Automating machine learning lifecycle with AWS
11 min to read
Machine Learning and data science life cycle involved several phases. Each phase requires complex tasks executed by different teams, as explained by Microsoft in this article. To solve the complexity of these tasks, cloud providers like Amazon, Microsoft, and Google services automate these tasks that speed up end to end the machine learning lifecycle. This article explains Amazon Web Services (AWS) cloud services used in different tasks in a machine learning life cycle. To better understand each service, I will write a brief description, a use case, and a link to the documentation. In this article, machine learning lifecycle can be replaced with data science lifecycle.
Streaming data are acquired continuously in small sizes. Streaming data are real-time time data. Examples are data from social media, purchase activities on eCommerce platforms, and data from IoT devices. Amazon services used for streaming data is Amazon Kinesis.
Amazon Kinesis is used for capturing, processing, and analysing real-time streaming data. Amazon Kinesis can be divided into
Amazon Kinesis Video Streams — for capturing, processing, and storing video data for analytics and machine learning. This can be used for capturing video data during a video consultation on a web browser by a doctor, as explained in this article.
Amazon Kinesis Data Firehose — is used for providing real-time streaming data to Amazon S3, endpoints, and other destinations. For example, for automatically detecting sport highlights, you can refer to this article.
Batch Data is historical data, in other words, data stored over a period of time. An example is customer transaction data stored over 1 year. Since batch data focuses on storing data. Next, we discuss data lake and databases in AWS that are used to store data.
Data Lake is used to store large amounts of data in its native format. Amazon S3 is used as a data lake.
Amazon S3 is an object storage service that offers industry-leading scalability, data availability, security, and performance. Amazon S3 is a data lake. It is similar to the hard drive on your computer with file folders but on the cloud. This is an example.
I wrote an article on selecting the right database in AWS.
Data processing involves converting raw data to a format that can be used for machine learning and other processes. Amazon EMR and Amazon MSK are well-known services for processing data.
According to Amazon, Amazon EMR is a managed cluster platform that simplifies running big data frameworks, such as Apache Hadoop and Apache Spark. Amazon EMR can be Amazon EMR on EC2, Amazon EMR on EKS, and Amazon serverless. It processes and analyzes vast amounts of data. In lane man’s words, it is used for processing big data in parallel. For example creating training data for machine learning.
Amazon MSK enables you to build and run applications that use Apache Kafka to process streaming data. Essential components of Amazon MSK are broker nodes, zookeeper nodes, producers, consumers, topic creators, cluster operations. This can be used by a company that just became a unicorn and needs to process unicorn requests.
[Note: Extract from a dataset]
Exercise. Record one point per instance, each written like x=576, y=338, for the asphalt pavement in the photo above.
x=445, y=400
Data Cleaning and Wrangling
Data wrangling is the process of cleaning messy and complex data to a useable format.
SageMaker Data Wrangler is a feature of SageMaker Studio that provides an end-to-end solution to import, prepare, transform, featurize, and analyze and export data. This reduces the time to clean, aggregate, and prepare data for machine learning. This article explains how car charging stations data was cleaned and aggregated with sagemaker data wrangler.
Data labelling involves adding informative labels for identifying raw data.
Amazon Sagemaker Data Labeling can be divided into SageMaker Ground Truth and SageMaker Ground Truth Plus.
Amazon SageMaker Ground Truth Plus is a turnkey service that allows you to build high-quality training datasets at scale without using your own resources. Example of creating image data with sagemaker ground truth plus.
Amazon SageMaker Ground Truth
Amazon SageMaker Ground Truth provides the flexibility to build and manage your data labeling workflows and manage your own data labeling workforce. An example is text labeling for aspect-based sentiment analysis.
Data visualization is the graphical representation of data. If a picture is worth a thousand words, data visualization is worth thousands of data points. There are a lot of visualization tools like Tableau and Power BI. The good thing about Amazon QuickSight for visualization is the easy integration with other Amazon services.
Amazon QuickSight is a cloud-scale business intelligence (BI) service that you can use to deliver easy-to-understand insights to the people who you work with, wherever they are.
Feature Engineering is the process of converting raw data to features use to train machine learning models.
Amazon SageMaker Feature Store is used for creating, storing, and sharing machine learning (ML) features. Feature stores can be online or offline. This blog explains how GoDaddy uses feature store in their machine learning life cycle.
Amazon SageMaker Notebook SageMaker is a jupyter notebook connected to Amazon EMR for interactively exploring, visualizing, and preparing petabyte-scale data for machine learning (ML). It supports sharing your notebook with colleagues for collaboration through the UI.
Model Training in Data science requires providing compute instances for machine learning.
Amazon EC2 provides scalable computing capacity. Amazon EC2 eliminates your need to invest in hardware up front, so you can develop and deploy applications faster. The compute is scalable and resizable according to your workload.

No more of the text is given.